Dual-Channel Learning Framework for Drug-Drug Interaction Prediction via Relation-Aware Heterogeneous Graph Transformer

Abstract

Identifying novel drug-drug interactions (DDIs) is a crucial task in pharmacology, as the interference between pharmacological substances can pose serious medical risks. In recent years, several network-based techniques have emerged for predicting DDIs. However, they primarily focus on local structures within DDI-related networks, often overlooking the significance of indirect connections between pairwise drug nodes from a global perspective. Additionally, effectively handling heterogeneous information present in both biomedical knowledge graphs and drug molecular graphs remains a challenge for improved performance of DDI prediction. To address these limitations, we propose a Transformer-based relatIon-aware Graph rEpresentation leaRning framework (TIGER) for DDI prediction. TIGER leverages the Transformer architecture to effectively exploit the structure of heterogeneous graph, which allows it direct learning of long dependencies and high-order structures.

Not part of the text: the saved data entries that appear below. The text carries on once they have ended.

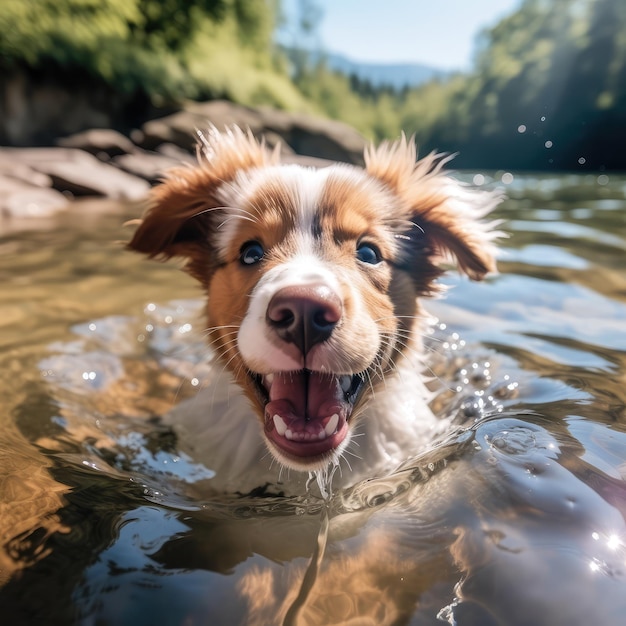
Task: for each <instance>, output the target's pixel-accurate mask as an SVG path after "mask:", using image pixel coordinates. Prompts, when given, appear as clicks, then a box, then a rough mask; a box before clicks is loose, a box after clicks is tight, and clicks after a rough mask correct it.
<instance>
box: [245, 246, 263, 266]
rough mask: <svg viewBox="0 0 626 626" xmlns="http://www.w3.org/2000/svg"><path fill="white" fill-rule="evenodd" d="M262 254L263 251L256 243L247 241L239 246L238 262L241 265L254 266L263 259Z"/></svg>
mask: <svg viewBox="0 0 626 626" xmlns="http://www.w3.org/2000/svg"><path fill="white" fill-rule="evenodd" d="M264 254H265V250H263V246H262V245H261V244H260V243H259V242H258V241H248V242H247V243H244V244H243V246H241V250H240V251H239V260H240V261H241V263H242V264H243V265H254V264H255V263H258V262H259V261H260V260H261V259H262V258H263V255H264Z"/></svg>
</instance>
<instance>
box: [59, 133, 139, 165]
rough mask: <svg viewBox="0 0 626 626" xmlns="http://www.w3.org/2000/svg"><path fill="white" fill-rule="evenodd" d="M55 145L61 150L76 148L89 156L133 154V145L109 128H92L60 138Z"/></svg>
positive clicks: (122, 135)
mask: <svg viewBox="0 0 626 626" xmlns="http://www.w3.org/2000/svg"><path fill="white" fill-rule="evenodd" d="M57 145H59V146H61V147H63V148H78V149H79V150H84V151H85V152H89V153H90V154H93V155H96V156H99V155H105V156H106V157H109V158H110V157H114V156H118V155H120V154H127V153H131V152H134V150H135V144H134V143H133V142H132V141H131V140H130V139H129V138H128V137H126V136H125V135H122V133H118V132H117V131H116V130H111V129H109V128H93V129H91V130H85V131H83V132H82V133H76V134H74V135H70V136H69V137H62V138H61V139H59V140H58V141H57Z"/></svg>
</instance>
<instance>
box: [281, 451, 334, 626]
mask: <svg viewBox="0 0 626 626" xmlns="http://www.w3.org/2000/svg"><path fill="white" fill-rule="evenodd" d="M337 467H339V463H338V462H337V461H335V462H333V463H331V464H329V465H328V466H326V467H325V468H323V469H321V470H318V471H316V472H310V473H309V480H308V481H307V492H309V493H310V489H311V487H312V485H313V483H314V482H317V486H318V488H319V490H320V493H321V495H322V498H323V500H324V506H322V508H321V512H320V529H319V531H318V533H317V542H316V544H315V549H314V551H313V554H312V555H311V561H310V562H309V565H308V567H307V569H306V572H305V573H304V577H303V578H302V583H301V585H300V590H299V591H298V595H297V596H296V598H295V600H294V601H293V602H292V604H291V606H290V607H289V609H288V610H287V613H286V615H285V619H284V620H283V626H295V624H297V622H298V616H299V615H300V611H301V610H302V609H303V608H304V606H305V604H306V601H307V599H308V597H309V594H310V593H311V590H312V589H313V587H314V585H315V581H316V580H317V573H318V572H319V568H320V566H321V564H322V560H323V558H324V554H325V552H326V543H327V541H328V527H329V524H330V515H329V507H330V499H331V497H332V483H333V476H334V475H335V471H336V470H337Z"/></svg>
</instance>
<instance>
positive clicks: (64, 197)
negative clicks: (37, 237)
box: [0, 175, 69, 218]
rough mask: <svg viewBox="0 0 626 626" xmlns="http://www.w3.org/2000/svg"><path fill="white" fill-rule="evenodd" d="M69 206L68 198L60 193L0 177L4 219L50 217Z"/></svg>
mask: <svg viewBox="0 0 626 626" xmlns="http://www.w3.org/2000/svg"><path fill="white" fill-rule="evenodd" d="M68 204H69V201H68V199H67V197H65V196H64V195H63V194H62V193H61V192H60V191H56V190H55V189H50V188H49V187H35V186H33V185H29V184H27V183H25V182H24V181H20V180H18V179H15V178H11V177H7V176H1V175H0V215H3V216H4V217H13V218H24V217H29V218H33V217H48V216H50V215H53V214H55V213H58V212H59V211H62V210H63V209H65V208H67V206H68Z"/></svg>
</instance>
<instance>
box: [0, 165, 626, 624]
mask: <svg viewBox="0 0 626 626" xmlns="http://www.w3.org/2000/svg"><path fill="white" fill-rule="evenodd" d="M507 191H508V194H509V200H507V201H506V203H505V204H504V205H503V207H502V208H501V209H500V210H499V217H502V218H503V219H504V220H506V222H505V229H506V230H507V231H508V232H509V233H510V234H511V237H510V239H508V240H507V241H505V242H504V243H503V248H504V251H503V252H504V254H503V256H502V259H501V261H500V271H501V273H500V275H499V276H496V277H494V278H492V279H490V280H489V281H488V282H486V283H480V284H474V283H470V282H468V281H465V280H462V279H458V278H455V277H450V278H449V279H448V282H449V283H450V284H451V285H454V287H455V288H454V289H453V290H451V291H450V292H449V294H448V296H447V297H446V298H445V299H443V300H439V301H436V302H433V303H431V304H430V305H429V311H430V312H431V313H432V314H433V315H434V316H436V318H438V320H439V322H438V323H435V324H434V325H433V328H432V334H431V336H430V337H429V339H428V347H429V349H430V350H431V351H432V354H431V359H430V367H431V372H432V374H433V376H434V380H433V387H434V388H435V389H437V395H436V396H435V398H434V400H433V407H434V409H435V410H436V411H437V413H438V414H439V415H441V416H442V417H447V418H449V420H450V423H451V426H450V432H449V435H448V436H447V437H446V438H445V439H444V440H442V441H440V442H438V443H437V444H436V445H433V446H432V447H431V448H430V449H429V450H427V451H426V452H424V453H422V454H420V455H418V456H416V457H414V458H410V459H407V461H406V463H405V464H404V465H403V466H402V467H401V468H399V469H398V470H397V471H396V472H394V473H393V474H392V475H390V476H385V477H380V478H377V479H376V480H370V481H366V482H364V483H361V484H358V485H355V486H354V487H353V488H351V489H349V490H346V491H344V492H339V493H334V494H332V496H330V497H329V498H328V499H326V500H324V499H323V498H321V497H319V495H317V496H316V495H315V493H317V491H315V490H313V491H312V492H311V493H310V494H309V495H308V496H306V497H301V498H278V497H262V496H263V494H258V496H257V497H241V496H224V495H221V496H210V495H208V492H207V490H206V489H205V485H206V483H207V481H208V479H210V477H211V475H212V472H211V468H210V467H205V466H204V465H202V464H201V463H199V462H198V460H197V459H193V458H190V457H188V456H185V455H184V454H182V453H180V452H179V451H178V450H177V449H176V439H175V437H174V435H173V434H172V433H171V432H170V431H168V430H167V429H166V428H164V427H162V426H160V425H159V423H158V420H157V419H155V416H158V415H159V414H162V413H163V412H165V411H167V410H168V408H169V407H170V406H171V405H172V404H173V403H175V402H177V401H178V400H180V399H182V398H185V397H190V396H192V395H193V394H194V393H195V392H196V391H197V389H198V388H199V387H201V385H202V378H203V376H204V375H205V374H206V372H207V368H208V367H209V366H210V363H208V364H207V363H206V358H205V357H206V353H205V351H204V350H203V348H202V343H201V341H200V340H199V339H198V333H197V329H198V327H199V326H198V324H197V320H198V318H199V314H200V306H201V302H200V294H199V291H198V289H197V288H196V286H195V285H194V283H193V282H192V281H191V280H190V279H189V280H188V279H186V278H185V277H184V276H183V275H182V274H181V273H180V272H179V271H178V270H177V269H176V268H175V267H173V266H170V265H159V264H156V263H153V262H149V261H145V260H143V259H141V258H139V257H138V256H135V255H131V254H129V253H126V252H124V251H123V249H122V248H121V246H120V245H119V244H118V243H116V242H117V241H119V240H123V239H125V238H127V237H128V232H127V231H124V229H123V228H122V227H121V226H120V225H121V224H122V223H123V222H124V220H125V219H127V218H129V217H133V216H134V212H133V209H132V207H117V209H116V210H115V211H114V212H112V211H111V207H110V206H105V205H102V204H100V203H86V204H81V205H77V206H76V207H75V208H74V210H73V211H72V213H70V214H68V215H66V216H63V217H61V218H58V219H56V220H53V221H51V222H50V223H47V224H36V225H33V224H30V225H29V228H28V229H24V228H23V226H24V225H19V224H18V225H14V226H13V227H12V228H11V230H10V231H9V230H8V229H7V225H6V224H3V225H2V227H3V229H4V231H3V232H4V234H3V235H2V236H1V237H0V279H1V280H0V372H1V378H0V394H1V397H2V400H3V402H2V409H1V410H0V428H1V430H0V432H2V437H1V439H0V468H1V471H0V614H2V616H3V623H4V622H5V621H6V623H7V624H8V623H10V624H35V623H37V624H46V625H49V624H81V625H83V624H84V625H91V624H94V625H95V624H97V625H115V626H118V625H121V626H124V625H131V624H133V625H135V626H137V625H143V624H146V625H152V624H159V625H165V626H169V625H181V626H182V625H183V624H185V625H187V624H189V625H200V624H211V625H212V624H252V625H254V624H259V625H261V624H263V625H266V624H281V623H294V624H348V623H350V624H411V625H422V624H424V625H430V624H432V625H435V624H456V625H459V626H467V625H477V626H478V625H480V626H492V625H511V624H513V625H518V624H519V625H527V624H533V625H546V626H547V625H550V626H553V625H559V624H563V625H569V626H571V625H578V624H580V625H588V624H594V626H599V625H604V624H617V623H621V622H622V621H623V615H624V611H625V610H626V521H625V514H626V482H625V481H624V479H625V477H626V408H625V406H626V400H625V399H626V373H625V372H626V271H625V270H626V254H625V250H626V219H625V209H626V178H620V177H617V176H610V177H608V178H607V177H606V176H604V177H602V178H601V179H599V178H598V177H595V176H587V177H584V176H581V177H579V176H563V177H533V176H522V177H520V176H516V177H514V178H513V180H512V182H510V184H509V185H507ZM314 482H315V480H313V483H314ZM323 486H324V484H323V483H322V487H323Z"/></svg>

Furthermore, TIGER incorporates a relation-aware self-attention mechanism, capturing a diverse range of semantic relations that exist between pairs of nodes in heterogeneous graph. In addition to these advancements, TIGER enhances predictive accuracy by modeling DDI prediction task using a dual-channel network, where drug molecular graph and biomedical knowledge graph are fed into two respective channels. By incorporating embeddings obtained at graph and node levels, TIGER can benefit from structural properties of drugs as well as rich contextual information provided by biomedical knowledge graph. Extensive experiments conducted on three real-world datasets demonstrate the effectiveness of TIGER in DDI prediction. Furthermore, case studies highlight its ability to provide a deeper understanding of underlying mechanisms of DDIs.